My View

The Drive-By Experience
BY BRIAN G. RICCA/School Administrator, November 2021

TWENTY YEARS AGO this past May, I was in the final months of my master’s program at Fordham University in New York City. I took a year off to earn the degree and get back to the classroom as quickly as possible.

I had a 1st-grade teaching position awaiting me that I was excited to begin. It would be my first time teaching an early elementary class, and while I was nervous, the opportunity to be in the lives of 5- and 6-year-olds while they learned was exhilarating.

I struggled that year — not so much with the students or the teaching but with the leadership in the school. Typical visits from my principal included what I call “drive-bys,” or brief momentary walk-throughs, with little interaction with me or my students and plenty of scribbling on a notepad.
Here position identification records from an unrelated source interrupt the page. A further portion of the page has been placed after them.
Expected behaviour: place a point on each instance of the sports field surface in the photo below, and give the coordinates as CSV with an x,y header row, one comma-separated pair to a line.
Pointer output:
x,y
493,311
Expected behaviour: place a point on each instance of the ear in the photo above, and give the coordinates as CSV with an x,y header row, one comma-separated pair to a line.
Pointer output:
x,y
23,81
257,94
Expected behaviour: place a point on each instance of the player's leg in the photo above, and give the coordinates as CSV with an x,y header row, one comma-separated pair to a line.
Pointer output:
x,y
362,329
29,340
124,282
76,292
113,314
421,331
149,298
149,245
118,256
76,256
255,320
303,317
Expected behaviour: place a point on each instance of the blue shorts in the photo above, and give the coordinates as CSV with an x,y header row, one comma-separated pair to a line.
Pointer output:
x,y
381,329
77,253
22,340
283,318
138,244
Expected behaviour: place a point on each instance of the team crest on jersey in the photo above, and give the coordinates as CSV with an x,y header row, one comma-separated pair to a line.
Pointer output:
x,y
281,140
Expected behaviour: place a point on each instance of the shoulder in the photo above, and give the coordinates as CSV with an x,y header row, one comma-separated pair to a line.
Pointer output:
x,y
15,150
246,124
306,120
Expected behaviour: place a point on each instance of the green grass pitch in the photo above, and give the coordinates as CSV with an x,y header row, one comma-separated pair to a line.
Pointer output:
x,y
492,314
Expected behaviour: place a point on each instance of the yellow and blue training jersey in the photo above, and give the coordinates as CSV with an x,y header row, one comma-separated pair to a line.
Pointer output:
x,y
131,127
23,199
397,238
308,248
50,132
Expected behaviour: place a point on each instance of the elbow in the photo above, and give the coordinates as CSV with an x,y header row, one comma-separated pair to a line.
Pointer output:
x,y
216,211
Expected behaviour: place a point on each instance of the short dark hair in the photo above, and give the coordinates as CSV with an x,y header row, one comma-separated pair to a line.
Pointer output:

It was 2001, after all, and there was little in the way of personal technology.

Bottom line: There was no feedback. I had no idea what was being written down, and I heard little from my immediate supervisor, positive or negative.

Yearning for Feedback

I do remember hearing something positive on the day before our winter holiday break. It was another drive-by, but on the way out of the room, the administrator paused, leaned down and said, “You have a nice rapport with your students.” I barely looked up and almost didn’t hear what was said. Though I did not go into teaching to hear praise from others, as someone in his first year of a new teaching assignment, I was yearning for any kind of feedback.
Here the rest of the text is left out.